Craybas upset Serena Williams (search) in the third round, then returned less than 48 hours later to the same stage — cozy Court 2, known as the Graveyard of Champions. This time Craybas lost the first six games and the last six.

Defending champion Maria Sharapova (search) never faced a break point and beat No. 16 Nathalie Dechy 6-4, 6-2. Sharapova has lost just 17 games in four rounds and has won 21 consecutive grass-court matches.

In men's play, 2002 champion Lleyton Hewitt defeated No. 24-seeded Taylor Dent 6-4, 6-4, 6-7 (7), 6-3. Hewitt, seeded third, will next play No. 26 Feliciano Lopez, the first Spaniard to reach the men's quarterfinals since Manuel Orantes in 1972. Lopez beat No. 10 Mario Ancic 6-4, 6-4, 6-2.

The second week of the tournament began with sunny, 75-degree weather and a victory by Mary Pierce, who reached the quarterfinals for the first time in nine years by beating Flavia Pennetta 6-3, 6-1.

Venus Williams had expected to renew her sibling rivalry with two-time champion Serena, but instead she cruised to an easy victory over Craybas.

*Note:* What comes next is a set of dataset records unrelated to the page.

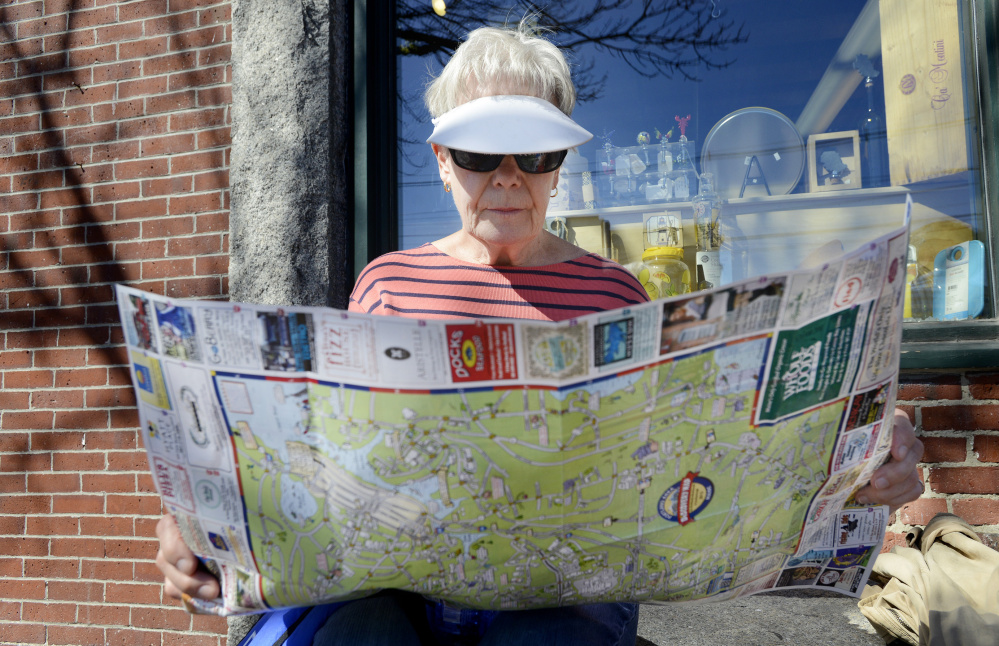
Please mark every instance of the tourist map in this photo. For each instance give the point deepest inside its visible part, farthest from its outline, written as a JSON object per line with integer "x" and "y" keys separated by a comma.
{"x": 706, "y": 445}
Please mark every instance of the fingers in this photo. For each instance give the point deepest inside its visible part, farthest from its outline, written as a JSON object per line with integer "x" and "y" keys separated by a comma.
{"x": 897, "y": 481}
{"x": 179, "y": 565}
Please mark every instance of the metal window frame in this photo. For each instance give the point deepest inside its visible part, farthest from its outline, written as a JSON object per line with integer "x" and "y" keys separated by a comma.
{"x": 925, "y": 344}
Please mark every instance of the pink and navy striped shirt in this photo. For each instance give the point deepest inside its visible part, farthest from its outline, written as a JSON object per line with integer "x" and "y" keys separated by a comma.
{"x": 427, "y": 283}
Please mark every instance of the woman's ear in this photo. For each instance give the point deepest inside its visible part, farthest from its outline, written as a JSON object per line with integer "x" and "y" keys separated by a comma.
{"x": 442, "y": 162}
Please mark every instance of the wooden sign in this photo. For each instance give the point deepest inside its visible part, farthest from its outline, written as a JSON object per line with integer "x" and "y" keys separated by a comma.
{"x": 922, "y": 60}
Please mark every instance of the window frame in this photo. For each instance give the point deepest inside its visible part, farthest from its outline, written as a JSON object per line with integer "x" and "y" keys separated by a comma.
{"x": 925, "y": 344}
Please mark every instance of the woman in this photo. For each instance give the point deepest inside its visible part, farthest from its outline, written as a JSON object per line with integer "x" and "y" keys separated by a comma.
{"x": 501, "y": 109}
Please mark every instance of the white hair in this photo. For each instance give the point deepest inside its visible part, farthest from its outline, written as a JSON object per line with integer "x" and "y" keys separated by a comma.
{"x": 495, "y": 61}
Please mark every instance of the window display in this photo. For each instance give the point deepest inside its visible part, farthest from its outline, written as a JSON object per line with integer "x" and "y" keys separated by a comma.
{"x": 800, "y": 137}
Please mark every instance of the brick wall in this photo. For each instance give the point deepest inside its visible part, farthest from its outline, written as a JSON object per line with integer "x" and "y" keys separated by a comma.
{"x": 957, "y": 418}
{"x": 114, "y": 145}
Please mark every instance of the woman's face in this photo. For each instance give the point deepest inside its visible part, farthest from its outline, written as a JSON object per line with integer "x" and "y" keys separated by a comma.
{"x": 503, "y": 208}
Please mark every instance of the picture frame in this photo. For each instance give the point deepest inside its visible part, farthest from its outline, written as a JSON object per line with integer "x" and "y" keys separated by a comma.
{"x": 834, "y": 161}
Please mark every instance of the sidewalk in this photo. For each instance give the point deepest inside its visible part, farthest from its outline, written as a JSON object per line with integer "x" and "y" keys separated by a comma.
{"x": 792, "y": 618}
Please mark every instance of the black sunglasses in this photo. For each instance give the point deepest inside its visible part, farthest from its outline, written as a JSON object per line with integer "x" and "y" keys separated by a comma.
{"x": 534, "y": 163}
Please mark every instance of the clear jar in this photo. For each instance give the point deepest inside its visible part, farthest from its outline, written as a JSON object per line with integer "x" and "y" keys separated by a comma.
{"x": 664, "y": 273}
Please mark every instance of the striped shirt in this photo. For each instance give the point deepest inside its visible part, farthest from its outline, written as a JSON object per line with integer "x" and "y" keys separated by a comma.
{"x": 427, "y": 283}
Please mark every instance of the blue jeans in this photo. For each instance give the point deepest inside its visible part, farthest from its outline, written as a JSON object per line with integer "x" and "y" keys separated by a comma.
{"x": 397, "y": 618}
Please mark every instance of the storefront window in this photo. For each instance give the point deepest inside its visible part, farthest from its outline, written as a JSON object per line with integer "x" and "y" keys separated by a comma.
{"x": 807, "y": 124}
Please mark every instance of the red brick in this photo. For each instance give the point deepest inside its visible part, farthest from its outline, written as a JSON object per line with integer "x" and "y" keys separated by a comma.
{"x": 205, "y": 37}
{"x": 48, "y": 25}
{"x": 162, "y": 619}
{"x": 63, "y": 613}
{"x": 16, "y": 12}
{"x": 20, "y": 202}
{"x": 211, "y": 265}
{"x": 167, "y": 186}
{"x": 181, "y": 143}
{"x": 133, "y": 637}
{"x": 59, "y": 634}
{"x": 124, "y": 418}
{"x": 209, "y": 160}
{"x": 89, "y": 174}
{"x": 107, "y": 570}
{"x": 195, "y": 203}
{"x": 143, "y": 127}
{"x": 194, "y": 288}
{"x": 107, "y": 526}
{"x": 198, "y": 119}
{"x": 133, "y": 504}
{"x": 12, "y": 525}
{"x": 53, "y": 482}
{"x": 213, "y": 15}
{"x": 175, "y": 22}
{"x": 78, "y": 462}
{"x": 142, "y": 9}
{"x": 110, "y": 397}
{"x": 24, "y": 633}
{"x": 53, "y": 526}
{"x": 15, "y": 442}
{"x": 14, "y": 401}
{"x": 977, "y": 511}
{"x": 920, "y": 512}
{"x": 967, "y": 417}
{"x": 95, "y": 93}
{"x": 52, "y": 568}
{"x": 142, "y": 87}
{"x": 10, "y": 420}
{"x": 145, "y": 48}
{"x": 104, "y": 615}
{"x": 944, "y": 449}
{"x": 57, "y": 399}
{"x": 170, "y": 63}
{"x": 84, "y": 419}
{"x": 77, "y": 504}
{"x": 221, "y": 95}
{"x": 23, "y": 546}
{"x": 140, "y": 169}
{"x": 986, "y": 448}
{"x": 975, "y": 480}
{"x": 116, "y": 33}
{"x": 144, "y": 593}
{"x": 70, "y": 546}
{"x": 214, "y": 138}
{"x": 57, "y": 441}
{"x": 126, "y": 210}
{"x": 213, "y": 180}
{"x": 121, "y": 150}
{"x": 182, "y": 100}
{"x": 167, "y": 227}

Venus had 28 winners and just 15 errors and won 13 of 14 points at the net.

When she closed the win with her fourth ace, Williams grinned, hopped, twirled and waved to the crowd. Seeded 14th, she's seeking her fifth major title and her first since the 2001 U.S. Open

Despite the defeat, Craybas, 30, enjoyed the best Grand Slam showing of her career. The win over Serena was her first against a top-10 player and advanced her to the fourth round at a major for the first time.

Ranked 85th, Craybas was the first player to knock Serena out of a Grand Slam tournament in the first week since 1999. The last time Serena lost to a player ranked so low was in her second professional match eight years ago, and after the latest loss she tearfully pledged to start practicing more.

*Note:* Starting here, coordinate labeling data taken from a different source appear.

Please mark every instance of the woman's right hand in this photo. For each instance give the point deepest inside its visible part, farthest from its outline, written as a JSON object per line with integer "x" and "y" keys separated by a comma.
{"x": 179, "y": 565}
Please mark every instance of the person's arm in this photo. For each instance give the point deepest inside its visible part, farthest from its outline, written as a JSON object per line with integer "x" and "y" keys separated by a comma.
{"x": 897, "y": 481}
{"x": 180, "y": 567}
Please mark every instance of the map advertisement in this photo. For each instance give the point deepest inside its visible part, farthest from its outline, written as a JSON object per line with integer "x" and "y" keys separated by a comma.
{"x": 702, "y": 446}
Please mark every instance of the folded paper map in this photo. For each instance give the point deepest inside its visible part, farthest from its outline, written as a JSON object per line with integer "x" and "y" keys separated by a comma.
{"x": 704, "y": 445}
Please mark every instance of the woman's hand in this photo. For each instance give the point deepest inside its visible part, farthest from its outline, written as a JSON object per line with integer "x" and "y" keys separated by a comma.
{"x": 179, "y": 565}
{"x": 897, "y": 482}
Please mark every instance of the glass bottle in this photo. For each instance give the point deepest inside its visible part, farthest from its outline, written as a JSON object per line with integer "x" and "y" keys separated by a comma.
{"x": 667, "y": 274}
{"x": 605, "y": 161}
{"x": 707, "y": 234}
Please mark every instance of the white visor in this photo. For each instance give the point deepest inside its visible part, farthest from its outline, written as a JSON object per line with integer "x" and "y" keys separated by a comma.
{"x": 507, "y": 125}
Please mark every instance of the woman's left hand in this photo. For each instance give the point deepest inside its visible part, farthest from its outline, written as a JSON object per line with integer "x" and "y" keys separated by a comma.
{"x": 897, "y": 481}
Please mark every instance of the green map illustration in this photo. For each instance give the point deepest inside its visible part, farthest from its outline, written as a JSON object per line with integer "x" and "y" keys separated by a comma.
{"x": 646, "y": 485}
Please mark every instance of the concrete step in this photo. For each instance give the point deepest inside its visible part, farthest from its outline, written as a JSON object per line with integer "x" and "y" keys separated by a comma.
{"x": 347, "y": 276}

The No. 12-seeded Pierce, runner-up to Justine Henin-Hardenne at the French Open, lost only 10 points on serve and never faced a break point. Pennetta, playing in the fourth round at a major event for the first time, had just 11 winners and 33 unforced errors.

No. 3 Amelie Mauresmo, a two-time semifinalist, defeated No. 13 Elena Likhovtseva for the fifth time in a row, 6-4, 6-0.

No. 18 David Nalbandian, the runner-up in 2002, eliminated No. 27 Richard Gasquet 6-4, 7-6 (3), 6-0. Gasquet, 19, was the last teenager in the men's draw.

Nalbandian will next play 2002 Australian Open champion Thomas Johansson, seeded 12th, who reached the quarterfinals for the first time by beating Max Mirnyi 6-4, 7-5, 6-4.

Lopez reached the final eight at a major event for the first time thanks to his dominating left-handed serve. He lost just 15 points on serve and was broken only once, while Ancic served poorly missed with 55 percent of his first serves.

Ancic's frustration peaked in the second set when he threw a plastic bottle at his chair, then sent his racket bounding across the lawn while changing ends. After a ball boy retrieved the racket, Ancic threw it again, breaking it, and received a code violation from the chair umpire.

A semifinalist last year, Ancic was the last player to beat two-time defending champion Roger Federer on grass. He hit 16 aces but totaled just 10 winners and had 38 unforced errors.

Pierce, 30, continued her career comeback from injuries to her shoulder, back, ankle and abdomen that sent her tumbling from the top 10 and out of the top 200. The two-time Grand Slam champion reached the final eight at just one major in 2001-04 but has now done it for the 13th time.

Pierce's best showing in nine previous appearances at Wimbledon came in 1996, when she lost in the quarterfinals.